The Traveller by Afrodykie

T is for … Thank you
THANK you for the music, the songs I’m singing … nah, way too cheesy, even for an Abba fan.
Thank you, Milou, for the washing machine, that’s what you want to say.
Milou? It’s Snowy in French. You know Snowy, from the Tintin comics?
The name is on the wall of their building, just metres from the sand and sea, in Skala Eressos.
Milou Bed And Breakfast http://www.roomsmilou.com.
The kindness almost made you cry.
How sweet was that, to respond to a request on Eressos Connected, and to offer the use of their washing machine – and drying space?
It’s the warmest Eressian gesture you’ve had the privilege of appreciating — the second time in three months that anyone has invited you anywhere, and been nice to you!
You like soft landings…
And it was very soft at Milou.
Yonca added stuff to make your washing come out more delicate and someone, you don’t know who, pegged your laundry to the line.
You went for a swim and bought some vegetables and fruit while the sun lapped up its wet.
On Sunday, it was the day of the Big Full Moon.

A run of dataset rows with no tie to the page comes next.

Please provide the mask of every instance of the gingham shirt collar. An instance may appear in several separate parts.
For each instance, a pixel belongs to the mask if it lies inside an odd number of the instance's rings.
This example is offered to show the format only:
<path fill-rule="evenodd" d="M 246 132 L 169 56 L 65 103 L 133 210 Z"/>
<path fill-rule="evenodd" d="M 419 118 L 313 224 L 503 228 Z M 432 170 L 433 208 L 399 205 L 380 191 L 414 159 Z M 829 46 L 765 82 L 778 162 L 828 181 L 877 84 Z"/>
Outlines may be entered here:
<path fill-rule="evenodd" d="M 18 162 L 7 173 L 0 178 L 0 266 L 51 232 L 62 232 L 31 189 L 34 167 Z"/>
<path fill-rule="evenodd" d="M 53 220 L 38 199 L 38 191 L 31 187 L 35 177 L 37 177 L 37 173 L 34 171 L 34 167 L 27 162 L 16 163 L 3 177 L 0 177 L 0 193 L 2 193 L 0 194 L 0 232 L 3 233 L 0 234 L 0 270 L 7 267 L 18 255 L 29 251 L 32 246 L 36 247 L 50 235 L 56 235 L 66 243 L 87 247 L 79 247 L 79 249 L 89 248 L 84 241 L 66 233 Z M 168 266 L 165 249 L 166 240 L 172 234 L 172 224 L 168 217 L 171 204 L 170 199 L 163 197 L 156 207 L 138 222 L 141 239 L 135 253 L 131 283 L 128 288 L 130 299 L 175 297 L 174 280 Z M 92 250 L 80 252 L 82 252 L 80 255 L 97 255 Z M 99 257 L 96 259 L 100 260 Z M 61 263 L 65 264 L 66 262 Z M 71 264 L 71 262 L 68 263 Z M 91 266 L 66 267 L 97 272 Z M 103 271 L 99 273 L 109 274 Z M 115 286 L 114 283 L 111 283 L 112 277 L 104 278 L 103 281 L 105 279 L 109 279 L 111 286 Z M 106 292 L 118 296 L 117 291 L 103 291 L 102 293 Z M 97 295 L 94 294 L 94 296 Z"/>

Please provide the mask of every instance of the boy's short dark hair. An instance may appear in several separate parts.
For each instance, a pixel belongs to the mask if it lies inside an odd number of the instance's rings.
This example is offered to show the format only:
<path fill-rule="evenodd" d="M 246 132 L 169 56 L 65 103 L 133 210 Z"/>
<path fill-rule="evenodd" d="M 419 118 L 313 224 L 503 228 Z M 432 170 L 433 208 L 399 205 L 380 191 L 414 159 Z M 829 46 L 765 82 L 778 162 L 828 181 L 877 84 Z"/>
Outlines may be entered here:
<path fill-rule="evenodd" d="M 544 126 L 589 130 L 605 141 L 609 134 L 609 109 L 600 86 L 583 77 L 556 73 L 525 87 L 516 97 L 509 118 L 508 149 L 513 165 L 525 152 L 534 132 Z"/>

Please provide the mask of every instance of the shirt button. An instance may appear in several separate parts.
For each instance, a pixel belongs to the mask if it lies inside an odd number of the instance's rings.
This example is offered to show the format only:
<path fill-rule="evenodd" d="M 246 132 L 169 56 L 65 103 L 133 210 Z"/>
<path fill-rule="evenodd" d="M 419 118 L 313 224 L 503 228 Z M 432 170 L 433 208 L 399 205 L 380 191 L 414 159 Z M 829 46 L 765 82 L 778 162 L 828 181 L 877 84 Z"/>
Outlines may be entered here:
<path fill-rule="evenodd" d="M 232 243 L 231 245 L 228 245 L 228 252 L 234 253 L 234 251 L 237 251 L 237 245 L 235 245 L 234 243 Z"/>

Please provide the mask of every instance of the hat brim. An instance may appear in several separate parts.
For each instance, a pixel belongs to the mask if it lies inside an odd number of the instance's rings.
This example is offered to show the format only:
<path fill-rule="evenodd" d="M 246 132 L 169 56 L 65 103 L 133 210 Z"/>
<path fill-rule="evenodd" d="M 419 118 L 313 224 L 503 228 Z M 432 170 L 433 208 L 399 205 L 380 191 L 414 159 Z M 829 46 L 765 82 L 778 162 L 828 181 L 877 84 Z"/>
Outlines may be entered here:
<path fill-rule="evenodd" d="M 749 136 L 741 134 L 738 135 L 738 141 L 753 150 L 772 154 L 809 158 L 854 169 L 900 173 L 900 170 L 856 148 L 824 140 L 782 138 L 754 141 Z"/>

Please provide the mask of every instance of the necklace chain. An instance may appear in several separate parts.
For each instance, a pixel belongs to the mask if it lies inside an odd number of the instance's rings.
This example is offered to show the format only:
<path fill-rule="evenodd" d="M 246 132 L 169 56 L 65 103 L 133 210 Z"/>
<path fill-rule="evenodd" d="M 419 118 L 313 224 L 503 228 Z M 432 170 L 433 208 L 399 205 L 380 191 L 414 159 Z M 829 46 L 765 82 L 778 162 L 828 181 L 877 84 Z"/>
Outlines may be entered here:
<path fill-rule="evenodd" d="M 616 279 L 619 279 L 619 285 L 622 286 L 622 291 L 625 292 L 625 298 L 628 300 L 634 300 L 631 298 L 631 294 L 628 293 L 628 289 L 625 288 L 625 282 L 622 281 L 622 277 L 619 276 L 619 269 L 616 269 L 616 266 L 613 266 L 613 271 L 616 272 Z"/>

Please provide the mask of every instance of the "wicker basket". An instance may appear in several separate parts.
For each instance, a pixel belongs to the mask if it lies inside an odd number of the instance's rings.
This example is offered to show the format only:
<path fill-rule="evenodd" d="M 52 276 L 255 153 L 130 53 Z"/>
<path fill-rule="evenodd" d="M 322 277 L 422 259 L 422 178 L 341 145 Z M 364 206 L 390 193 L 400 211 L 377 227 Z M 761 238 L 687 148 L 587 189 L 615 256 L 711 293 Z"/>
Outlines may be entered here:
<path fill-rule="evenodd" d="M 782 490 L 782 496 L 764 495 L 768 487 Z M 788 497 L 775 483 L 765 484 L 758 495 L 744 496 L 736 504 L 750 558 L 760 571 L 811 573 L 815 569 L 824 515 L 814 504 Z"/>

You finished your online work and called Babis – you’re always calling Babis — to drive you to the beach.
You told him you’re getting a car on Thursday.
Ne, he said, and dropped you at the cantina.
You hitched your rucksack onto your shoulder and kicked off your slip slops.
The paddle ski cost E5 to hire for an hour.
And off you went, out into the Aegean, and around The Rock.
We call it the island, said the bloke who told you the do’s and don’ts of ocean rules.
The sea was choppy and the wind pushed you this way and that.
Around The Rock you paddled and then, boy o boy, you had to stop and plan.
The current pushed you back; the wind too.
You dug the oars deeper into the heaving sea, and still you didn’t move.
The beach looked very far away.
OK, don’t go straight into the wind, cut across it.
Phew. You could see the buoys again, and hear Parasol’s music pump.
Your plan had worked, and you paddled, sure and strong.
You went in and out of the shiny slipway in to the setting sun.
The church bells banged across the sea and the water splashed across the bow.
The ski slapped bumpity-bump, it clouted little waves, surly restless swells came at you.
You passed Da Luz then paddled back again.
The ocean was turning into silky oil, colour changing in the receding light.
You were ready for your swim, a lovely swim, and you found a sand bank.
Teens were playing Marco Polo there, and it made you smile, their carefree friendly joy.
Families, friends, they laughed and sprawled their happiness on the sand.
For once there were empty tables at the Blue Sardine.
You faced the sea waiting for your mountain tea.
It was soothing and warm. Like Milou.
And the moon smiled, and spilled its big bright light on you.